Wish you had blue eyes? It turns out that changing your eye color from brown to blue may not be all that complicated. An in-the-works procedure is currently doing it with low-level laser technology.
“Contact lenses are temporary, and iris implants are extremely unsafe and have led to severe eye injuries, including blindness,” says Dr. Gregg Homer, chairman and chief scientific officer of Stroma Medical.
The company has performed the color-changing treatment on nearly 40 patients throughout Mexico and Costa Rica so far, according to a recent CNN report.
The procedure uses a laser to strip brown eyes of their dark pigment. According to Homer, blue eyes naturally lie under every pair of dark eyes. “When the pigment is removed, the underlying fibers are revealed, and the iris generates blue light,” he says.
The treatment has yet to receive approval by the United States.
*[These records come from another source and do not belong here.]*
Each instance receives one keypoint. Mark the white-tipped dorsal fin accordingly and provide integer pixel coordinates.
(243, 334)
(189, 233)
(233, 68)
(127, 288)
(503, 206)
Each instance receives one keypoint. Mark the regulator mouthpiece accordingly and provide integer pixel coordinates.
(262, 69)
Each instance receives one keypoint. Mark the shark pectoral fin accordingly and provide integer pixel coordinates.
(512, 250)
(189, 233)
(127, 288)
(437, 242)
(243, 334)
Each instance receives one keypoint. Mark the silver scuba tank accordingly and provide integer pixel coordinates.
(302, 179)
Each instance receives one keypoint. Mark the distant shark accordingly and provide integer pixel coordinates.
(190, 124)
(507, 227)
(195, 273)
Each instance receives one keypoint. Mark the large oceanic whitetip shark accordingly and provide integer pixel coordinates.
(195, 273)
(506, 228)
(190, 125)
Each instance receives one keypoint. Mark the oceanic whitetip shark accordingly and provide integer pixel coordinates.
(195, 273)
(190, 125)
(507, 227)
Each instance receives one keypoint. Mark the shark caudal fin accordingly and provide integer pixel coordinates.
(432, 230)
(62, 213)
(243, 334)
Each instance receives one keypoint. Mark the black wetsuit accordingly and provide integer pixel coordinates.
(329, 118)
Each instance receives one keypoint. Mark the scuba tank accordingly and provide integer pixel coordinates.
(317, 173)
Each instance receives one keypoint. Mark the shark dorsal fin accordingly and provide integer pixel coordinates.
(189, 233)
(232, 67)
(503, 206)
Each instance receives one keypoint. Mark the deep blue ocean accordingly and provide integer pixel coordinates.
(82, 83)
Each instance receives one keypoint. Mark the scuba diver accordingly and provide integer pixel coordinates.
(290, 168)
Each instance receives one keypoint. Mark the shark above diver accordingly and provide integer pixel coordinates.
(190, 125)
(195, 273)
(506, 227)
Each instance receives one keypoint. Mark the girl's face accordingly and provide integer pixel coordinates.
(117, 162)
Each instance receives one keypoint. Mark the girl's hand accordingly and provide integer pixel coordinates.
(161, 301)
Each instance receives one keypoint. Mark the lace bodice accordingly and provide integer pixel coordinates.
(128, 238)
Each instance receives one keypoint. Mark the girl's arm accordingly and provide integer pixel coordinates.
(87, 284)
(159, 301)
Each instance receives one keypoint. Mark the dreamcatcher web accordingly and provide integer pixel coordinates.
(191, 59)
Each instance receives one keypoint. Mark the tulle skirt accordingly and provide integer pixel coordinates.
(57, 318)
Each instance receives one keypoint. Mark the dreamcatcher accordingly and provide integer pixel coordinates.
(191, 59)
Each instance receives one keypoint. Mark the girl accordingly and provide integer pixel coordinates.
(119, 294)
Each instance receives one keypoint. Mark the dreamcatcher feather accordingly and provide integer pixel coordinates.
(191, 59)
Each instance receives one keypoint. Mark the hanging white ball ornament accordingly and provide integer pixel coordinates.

While Homer stands by its safety, that hasn’t stopped some critics from expressing concerns about the potentially unknown side effects of releasing pigment into the eye. The main worry has been over the risk of developing pigmentary glaucoma; something Stroma says it has not encountered in its studies.
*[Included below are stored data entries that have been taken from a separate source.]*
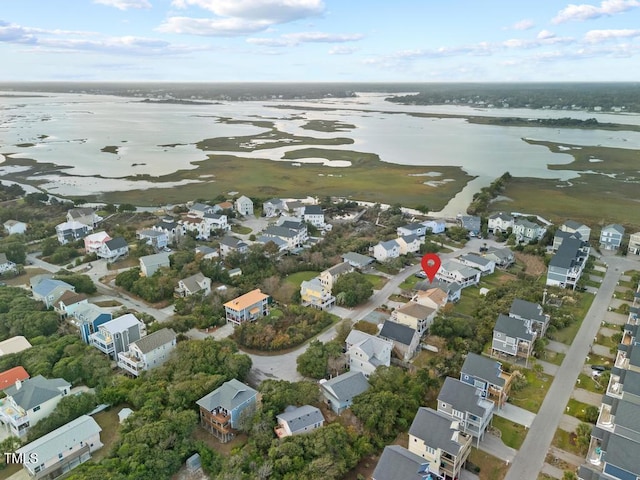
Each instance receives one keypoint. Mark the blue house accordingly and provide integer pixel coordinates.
(220, 410)
(88, 318)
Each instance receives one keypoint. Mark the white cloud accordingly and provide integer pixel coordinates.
(597, 36)
(273, 11)
(124, 4)
(587, 12)
(293, 39)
Stroma reports that it has completed limited human study at this point, but that no adverse effects have been reported. On the horizon is completion of its pilot and pivotal human clinical studies.
The procedure, which applies a low-energy laser to the entire surface of the iris, takes about 30 seconds per eye. “This far in our studies, patients have reported no pain or discomfort during or after the procedure,” says Homer, adding that it takes about two weeks for the color to fully change. “For about the first week following the procedure, the iris might darken slightly. Over the following week, it will lighten gradually.”
According to Homer, the final result is indistinguishable from naturally blue eyes.